Today ASICs like the TPU, which are custom built for these types of operations, offer even higher performance. Wang, Wei and Brook at Harvard University performed a Deep Learning benchmark on the latest hardware configurations available in Google cloud, shown in the table below, and the winner is quite outstanding. GPUs performed over 60 times and TPUs over 200 times more computations than their competing CPU per unit time. In our example above, the duration of the hyperparameter tuning could be reduced from ca 2 months to about 8 hours. Although different tasks might see less benefits from these hardware options in terms of computational speed, that level of performance gain is hard to ignore.
Therefore we rely on the Google Compute infrastructure, where every employee can configure the hardware of a machine, tailored for his/her specific needs. Hardware options change all the time, but if you're interested in the specific options available right now, have a look at their documentation.
Distributing a model
Once the model is trained and evaluated and the result is satisfactory it is time to publish it so that colleagues, clients, end users, etc. can test it for themselves. This can of course be achieved on your own existing server infrastructure, whether that is hosted by Amazon AWS, Microsoft Azure or any other cloud provider, your self hosted servers, etc. The hosting options are plenty today and with the help of Docker and other software solutions, we've deployed custom projects on all kinds of platforms in the past, making sure it integrates well with our clients existing production environment.
A handy way of distributing the model is spinning up an web instance which transforms your model's input and output into a REST API which can be accessible from the browser, mobile app, or other servers. Two libraries that are proven to work well for this task are Flask and FastAPI which let's us deploy a REST API in all kinds of environments. But for the sake of consistency, we'll show you how this is done on Google Cloud: first export your model, then deploy your model and finally expose it via a REST API.

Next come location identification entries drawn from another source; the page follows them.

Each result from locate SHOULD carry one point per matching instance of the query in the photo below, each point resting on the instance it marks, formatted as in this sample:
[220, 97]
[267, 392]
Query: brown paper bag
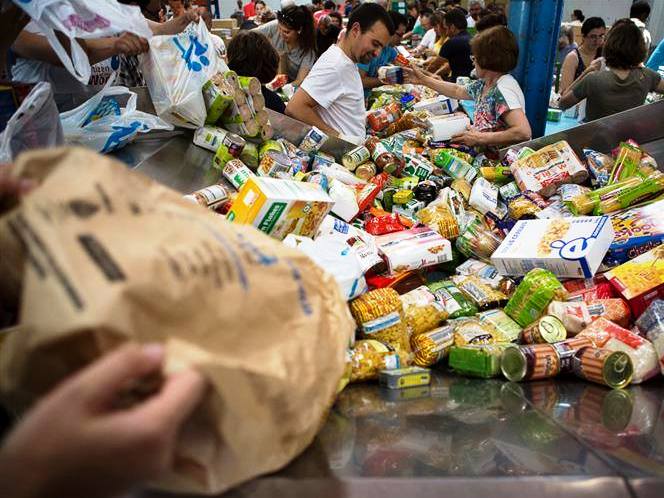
[111, 256]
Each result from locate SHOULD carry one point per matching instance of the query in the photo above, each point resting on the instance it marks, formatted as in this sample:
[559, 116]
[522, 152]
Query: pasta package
[545, 170]
[379, 314]
[608, 335]
[641, 280]
[568, 247]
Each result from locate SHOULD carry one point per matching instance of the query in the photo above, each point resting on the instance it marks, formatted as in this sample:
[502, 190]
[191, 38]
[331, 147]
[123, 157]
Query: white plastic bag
[82, 19]
[103, 125]
[34, 125]
[175, 69]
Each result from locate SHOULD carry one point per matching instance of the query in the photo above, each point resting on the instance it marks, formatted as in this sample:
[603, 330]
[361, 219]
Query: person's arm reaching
[36, 47]
[303, 108]
[518, 131]
[77, 441]
[451, 90]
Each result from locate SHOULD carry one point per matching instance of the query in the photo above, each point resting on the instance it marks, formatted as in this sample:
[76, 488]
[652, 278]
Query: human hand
[130, 44]
[77, 442]
[471, 137]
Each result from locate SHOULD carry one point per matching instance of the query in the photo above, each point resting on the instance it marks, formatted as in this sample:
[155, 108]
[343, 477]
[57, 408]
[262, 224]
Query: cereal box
[568, 247]
[640, 280]
[637, 231]
[414, 249]
[279, 207]
[546, 169]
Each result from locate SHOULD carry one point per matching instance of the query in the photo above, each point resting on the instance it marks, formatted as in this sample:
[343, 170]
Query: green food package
[537, 289]
[455, 303]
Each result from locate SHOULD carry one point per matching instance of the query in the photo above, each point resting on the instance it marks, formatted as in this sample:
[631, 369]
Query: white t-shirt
[335, 84]
[429, 39]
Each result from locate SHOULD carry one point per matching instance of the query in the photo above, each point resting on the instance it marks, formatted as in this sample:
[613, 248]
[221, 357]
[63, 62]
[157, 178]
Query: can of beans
[351, 160]
[538, 361]
[568, 348]
[546, 330]
[237, 173]
[609, 368]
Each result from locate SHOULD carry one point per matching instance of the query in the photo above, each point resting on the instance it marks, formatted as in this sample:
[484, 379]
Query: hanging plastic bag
[82, 19]
[34, 125]
[175, 69]
[104, 125]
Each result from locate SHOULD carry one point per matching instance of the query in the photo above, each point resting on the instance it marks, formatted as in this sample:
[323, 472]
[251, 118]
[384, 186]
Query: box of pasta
[568, 247]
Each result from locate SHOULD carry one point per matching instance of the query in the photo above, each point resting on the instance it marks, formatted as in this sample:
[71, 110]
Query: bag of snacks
[188, 279]
[379, 315]
[537, 289]
[608, 335]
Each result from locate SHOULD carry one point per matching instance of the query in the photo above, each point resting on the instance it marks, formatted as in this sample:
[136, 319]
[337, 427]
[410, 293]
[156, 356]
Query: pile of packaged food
[539, 264]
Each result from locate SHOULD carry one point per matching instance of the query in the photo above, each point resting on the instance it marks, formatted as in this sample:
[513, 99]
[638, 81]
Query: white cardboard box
[568, 247]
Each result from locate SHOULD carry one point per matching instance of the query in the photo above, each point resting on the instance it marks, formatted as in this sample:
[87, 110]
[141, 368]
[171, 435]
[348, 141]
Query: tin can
[274, 163]
[477, 360]
[404, 377]
[209, 197]
[237, 173]
[366, 171]
[351, 160]
[609, 368]
[538, 361]
[547, 329]
[568, 348]
[313, 140]
[380, 119]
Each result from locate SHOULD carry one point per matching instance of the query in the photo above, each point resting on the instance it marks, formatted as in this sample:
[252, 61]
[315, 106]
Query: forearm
[448, 89]
[308, 115]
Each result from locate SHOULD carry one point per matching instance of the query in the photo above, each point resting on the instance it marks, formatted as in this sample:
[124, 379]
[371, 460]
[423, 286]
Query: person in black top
[457, 48]
[250, 53]
[327, 32]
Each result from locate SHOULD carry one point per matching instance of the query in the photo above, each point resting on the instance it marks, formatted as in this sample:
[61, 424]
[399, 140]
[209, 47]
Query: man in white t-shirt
[331, 97]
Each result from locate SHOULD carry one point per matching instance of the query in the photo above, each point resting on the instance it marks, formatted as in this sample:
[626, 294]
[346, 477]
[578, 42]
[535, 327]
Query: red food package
[615, 310]
[589, 289]
[382, 225]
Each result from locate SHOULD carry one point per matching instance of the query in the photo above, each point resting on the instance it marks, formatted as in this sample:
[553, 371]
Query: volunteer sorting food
[203, 350]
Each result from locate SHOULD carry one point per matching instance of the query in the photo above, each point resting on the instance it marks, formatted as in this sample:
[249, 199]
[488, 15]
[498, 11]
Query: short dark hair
[456, 18]
[398, 19]
[592, 23]
[624, 47]
[496, 49]
[640, 10]
[490, 21]
[250, 53]
[368, 14]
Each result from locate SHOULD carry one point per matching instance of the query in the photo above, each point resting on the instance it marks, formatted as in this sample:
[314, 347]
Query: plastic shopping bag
[34, 125]
[82, 19]
[175, 69]
[103, 125]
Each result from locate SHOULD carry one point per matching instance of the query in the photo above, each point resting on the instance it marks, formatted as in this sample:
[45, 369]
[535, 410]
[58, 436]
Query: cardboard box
[414, 249]
[641, 280]
[279, 207]
[568, 247]
[637, 230]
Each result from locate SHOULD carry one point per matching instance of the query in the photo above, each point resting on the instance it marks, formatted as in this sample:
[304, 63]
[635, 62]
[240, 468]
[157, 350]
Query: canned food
[274, 163]
[539, 361]
[609, 368]
[351, 160]
[237, 173]
[547, 329]
[209, 197]
[404, 377]
[313, 140]
[366, 171]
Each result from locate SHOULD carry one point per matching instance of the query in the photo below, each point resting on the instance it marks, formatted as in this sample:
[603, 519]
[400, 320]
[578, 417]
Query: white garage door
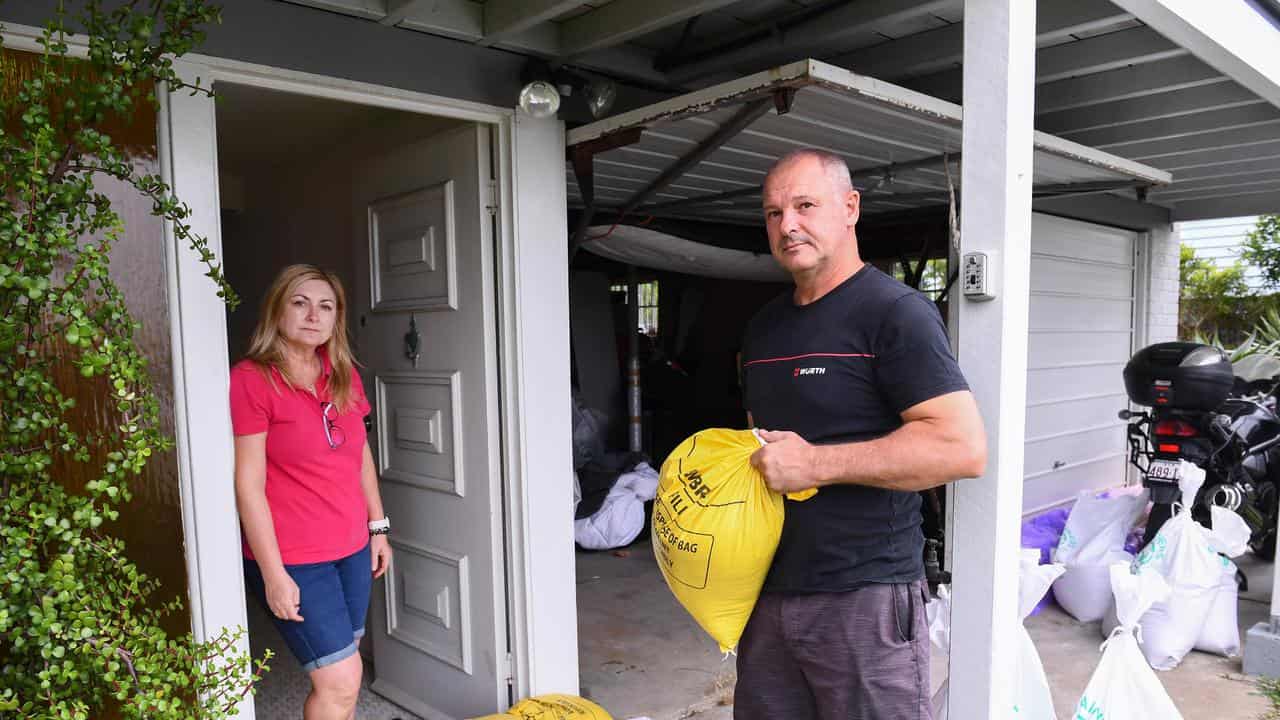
[1082, 328]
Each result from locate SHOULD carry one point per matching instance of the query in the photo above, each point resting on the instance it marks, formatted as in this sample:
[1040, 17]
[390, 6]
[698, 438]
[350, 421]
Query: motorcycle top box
[1183, 376]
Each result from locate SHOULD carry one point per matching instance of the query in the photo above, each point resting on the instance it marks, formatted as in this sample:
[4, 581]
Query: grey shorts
[859, 655]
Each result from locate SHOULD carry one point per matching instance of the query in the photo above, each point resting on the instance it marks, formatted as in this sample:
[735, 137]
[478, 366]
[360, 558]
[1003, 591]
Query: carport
[703, 156]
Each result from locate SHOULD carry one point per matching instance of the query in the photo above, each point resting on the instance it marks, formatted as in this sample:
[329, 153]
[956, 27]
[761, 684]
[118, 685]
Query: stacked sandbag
[1194, 563]
[1220, 634]
[1092, 541]
[938, 614]
[621, 516]
[1123, 686]
[1033, 700]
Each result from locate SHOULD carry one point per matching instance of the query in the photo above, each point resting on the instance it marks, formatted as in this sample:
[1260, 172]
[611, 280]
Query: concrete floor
[641, 655]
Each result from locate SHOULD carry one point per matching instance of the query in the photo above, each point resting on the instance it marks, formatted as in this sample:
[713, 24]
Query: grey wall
[301, 210]
[297, 37]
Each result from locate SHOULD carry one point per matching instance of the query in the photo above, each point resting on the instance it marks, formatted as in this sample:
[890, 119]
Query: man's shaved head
[835, 165]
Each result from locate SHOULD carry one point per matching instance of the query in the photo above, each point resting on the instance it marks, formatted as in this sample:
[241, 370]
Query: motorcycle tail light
[1175, 428]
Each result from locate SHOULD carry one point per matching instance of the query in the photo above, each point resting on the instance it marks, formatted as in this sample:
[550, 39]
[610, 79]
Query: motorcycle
[1202, 413]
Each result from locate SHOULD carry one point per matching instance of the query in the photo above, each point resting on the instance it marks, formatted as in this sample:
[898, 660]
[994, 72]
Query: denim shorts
[334, 598]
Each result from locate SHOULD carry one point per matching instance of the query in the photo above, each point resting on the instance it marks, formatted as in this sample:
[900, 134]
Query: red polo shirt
[314, 491]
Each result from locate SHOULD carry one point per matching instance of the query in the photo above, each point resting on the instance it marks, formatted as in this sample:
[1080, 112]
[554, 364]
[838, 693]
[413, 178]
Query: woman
[306, 488]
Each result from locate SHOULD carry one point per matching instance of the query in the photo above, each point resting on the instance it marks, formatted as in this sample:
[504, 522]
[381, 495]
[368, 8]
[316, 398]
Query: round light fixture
[539, 99]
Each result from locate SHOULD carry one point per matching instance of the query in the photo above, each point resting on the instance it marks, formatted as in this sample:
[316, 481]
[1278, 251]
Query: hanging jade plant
[82, 630]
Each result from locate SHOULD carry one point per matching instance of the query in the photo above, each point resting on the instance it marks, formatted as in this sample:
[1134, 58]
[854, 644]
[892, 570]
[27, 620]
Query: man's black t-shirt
[842, 369]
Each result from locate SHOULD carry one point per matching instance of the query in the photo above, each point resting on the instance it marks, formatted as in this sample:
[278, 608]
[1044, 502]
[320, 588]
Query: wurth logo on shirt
[809, 372]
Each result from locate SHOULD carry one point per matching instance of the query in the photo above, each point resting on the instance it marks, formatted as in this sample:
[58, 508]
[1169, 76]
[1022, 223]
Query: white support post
[201, 414]
[996, 213]
[536, 361]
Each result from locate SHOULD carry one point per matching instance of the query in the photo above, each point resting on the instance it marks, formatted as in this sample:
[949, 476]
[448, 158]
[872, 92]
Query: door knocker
[412, 341]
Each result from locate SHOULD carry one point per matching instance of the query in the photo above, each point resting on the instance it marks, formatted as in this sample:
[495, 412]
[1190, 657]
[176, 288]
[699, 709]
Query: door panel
[438, 625]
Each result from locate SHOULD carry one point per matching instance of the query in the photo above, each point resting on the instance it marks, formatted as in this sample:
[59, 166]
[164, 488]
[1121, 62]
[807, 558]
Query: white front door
[438, 624]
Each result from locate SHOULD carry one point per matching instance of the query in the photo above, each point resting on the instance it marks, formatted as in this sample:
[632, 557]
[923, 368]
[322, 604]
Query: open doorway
[393, 203]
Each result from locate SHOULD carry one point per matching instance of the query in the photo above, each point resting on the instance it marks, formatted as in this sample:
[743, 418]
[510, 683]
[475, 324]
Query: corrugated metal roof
[871, 123]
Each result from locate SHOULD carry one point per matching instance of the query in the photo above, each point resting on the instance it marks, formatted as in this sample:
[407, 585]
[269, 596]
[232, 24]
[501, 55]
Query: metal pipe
[634, 410]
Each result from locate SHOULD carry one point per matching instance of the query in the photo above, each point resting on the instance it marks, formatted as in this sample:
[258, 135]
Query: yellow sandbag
[716, 527]
[552, 707]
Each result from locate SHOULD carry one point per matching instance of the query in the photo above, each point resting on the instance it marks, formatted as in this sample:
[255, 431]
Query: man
[856, 392]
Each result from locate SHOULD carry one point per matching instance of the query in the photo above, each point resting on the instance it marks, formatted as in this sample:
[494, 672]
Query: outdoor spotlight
[539, 99]
[600, 95]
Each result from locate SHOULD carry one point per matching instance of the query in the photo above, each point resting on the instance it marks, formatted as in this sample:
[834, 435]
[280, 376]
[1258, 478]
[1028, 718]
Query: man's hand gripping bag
[716, 527]
[552, 707]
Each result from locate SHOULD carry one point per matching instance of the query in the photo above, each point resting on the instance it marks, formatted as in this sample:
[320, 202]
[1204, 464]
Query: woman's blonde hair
[266, 345]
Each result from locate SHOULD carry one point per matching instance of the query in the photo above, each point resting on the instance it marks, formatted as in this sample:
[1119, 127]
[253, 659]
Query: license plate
[1166, 470]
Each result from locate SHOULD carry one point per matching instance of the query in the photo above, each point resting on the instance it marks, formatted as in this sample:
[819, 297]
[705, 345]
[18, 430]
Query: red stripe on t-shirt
[808, 355]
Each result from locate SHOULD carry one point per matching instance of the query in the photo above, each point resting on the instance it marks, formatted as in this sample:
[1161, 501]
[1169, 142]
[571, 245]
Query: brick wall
[1162, 295]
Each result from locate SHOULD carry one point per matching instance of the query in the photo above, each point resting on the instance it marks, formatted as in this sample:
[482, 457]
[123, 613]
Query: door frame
[531, 258]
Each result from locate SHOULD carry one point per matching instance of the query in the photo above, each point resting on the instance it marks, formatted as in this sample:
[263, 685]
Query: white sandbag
[1097, 527]
[938, 614]
[1221, 630]
[1092, 541]
[1123, 687]
[940, 701]
[1084, 591]
[1033, 700]
[621, 516]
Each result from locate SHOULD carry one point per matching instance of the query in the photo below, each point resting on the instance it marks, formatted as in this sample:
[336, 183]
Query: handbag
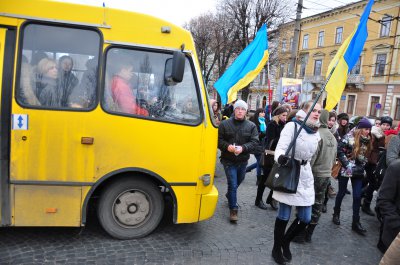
[285, 178]
[336, 169]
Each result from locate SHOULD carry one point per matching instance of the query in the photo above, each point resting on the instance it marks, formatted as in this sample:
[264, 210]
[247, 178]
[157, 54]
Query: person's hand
[238, 150]
[349, 170]
[231, 148]
[282, 160]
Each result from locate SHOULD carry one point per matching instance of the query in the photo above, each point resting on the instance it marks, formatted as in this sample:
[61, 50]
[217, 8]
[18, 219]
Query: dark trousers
[356, 183]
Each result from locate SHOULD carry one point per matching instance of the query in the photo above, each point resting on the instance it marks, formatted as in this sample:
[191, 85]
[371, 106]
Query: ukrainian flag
[345, 59]
[245, 68]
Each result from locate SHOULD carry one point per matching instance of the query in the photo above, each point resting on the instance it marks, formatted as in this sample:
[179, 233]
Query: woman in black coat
[388, 205]
[273, 134]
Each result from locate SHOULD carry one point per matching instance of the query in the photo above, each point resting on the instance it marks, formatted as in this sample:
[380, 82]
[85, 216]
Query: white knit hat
[240, 104]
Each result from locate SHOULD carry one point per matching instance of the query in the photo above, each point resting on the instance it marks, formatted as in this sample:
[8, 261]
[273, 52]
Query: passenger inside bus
[67, 79]
[122, 93]
[27, 94]
[46, 83]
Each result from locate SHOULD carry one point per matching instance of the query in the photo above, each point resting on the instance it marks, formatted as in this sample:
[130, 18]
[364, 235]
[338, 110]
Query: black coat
[243, 133]
[388, 203]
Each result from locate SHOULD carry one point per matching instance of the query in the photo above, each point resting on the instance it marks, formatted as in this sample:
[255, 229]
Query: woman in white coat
[303, 199]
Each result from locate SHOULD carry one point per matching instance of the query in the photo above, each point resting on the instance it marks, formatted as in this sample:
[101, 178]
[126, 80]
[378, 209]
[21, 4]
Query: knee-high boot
[279, 233]
[295, 228]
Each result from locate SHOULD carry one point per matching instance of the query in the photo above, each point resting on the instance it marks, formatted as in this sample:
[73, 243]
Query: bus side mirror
[174, 69]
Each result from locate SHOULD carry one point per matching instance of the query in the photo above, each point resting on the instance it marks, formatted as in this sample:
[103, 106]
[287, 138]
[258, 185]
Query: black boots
[309, 231]
[295, 228]
[279, 233]
[336, 216]
[260, 204]
[357, 227]
[366, 207]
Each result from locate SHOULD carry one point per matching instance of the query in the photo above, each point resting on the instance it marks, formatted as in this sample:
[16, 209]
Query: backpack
[381, 166]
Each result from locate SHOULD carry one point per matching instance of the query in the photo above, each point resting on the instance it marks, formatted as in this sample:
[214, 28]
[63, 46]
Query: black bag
[381, 166]
[285, 178]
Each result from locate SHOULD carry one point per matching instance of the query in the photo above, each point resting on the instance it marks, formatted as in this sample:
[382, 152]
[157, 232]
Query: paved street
[214, 241]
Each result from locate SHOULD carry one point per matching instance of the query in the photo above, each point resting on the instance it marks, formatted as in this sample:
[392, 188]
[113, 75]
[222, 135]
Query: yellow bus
[101, 108]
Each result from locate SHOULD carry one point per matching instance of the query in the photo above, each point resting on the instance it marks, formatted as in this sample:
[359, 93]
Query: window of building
[284, 45]
[351, 101]
[135, 86]
[385, 26]
[59, 67]
[373, 111]
[397, 109]
[357, 67]
[317, 67]
[305, 41]
[339, 35]
[303, 64]
[320, 39]
[291, 43]
[282, 70]
[380, 64]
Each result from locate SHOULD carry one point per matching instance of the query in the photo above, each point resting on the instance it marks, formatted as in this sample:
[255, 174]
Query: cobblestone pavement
[214, 241]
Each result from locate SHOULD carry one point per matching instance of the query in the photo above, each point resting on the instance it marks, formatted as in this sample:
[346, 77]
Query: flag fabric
[345, 59]
[245, 68]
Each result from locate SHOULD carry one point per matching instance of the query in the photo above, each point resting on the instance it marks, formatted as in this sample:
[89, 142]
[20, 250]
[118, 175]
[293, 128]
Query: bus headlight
[206, 179]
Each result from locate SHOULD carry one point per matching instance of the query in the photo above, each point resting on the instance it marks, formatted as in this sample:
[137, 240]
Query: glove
[282, 160]
[349, 171]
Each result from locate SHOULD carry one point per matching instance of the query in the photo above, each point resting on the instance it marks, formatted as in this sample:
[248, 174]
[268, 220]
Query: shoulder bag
[285, 178]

Once your model is up and running, making sure it scales up automatically in order to handle a large number of users is relatively trivial. You can configure workload thresholds at which new instances automatically start running. The system automatically scales down again, when the number of users decrease. Read more about node allocation for online prediction here.
Above we've given a general overview of the most common phases of machine learning at dida: acquiring data, analyzing and pre-processing data, training a model on the data and finally evaluating, visualizing and/or distributing the trained model. Although your projects might look differently, we hope that we've exposed you to some useful ideas when developing your own projects in the future.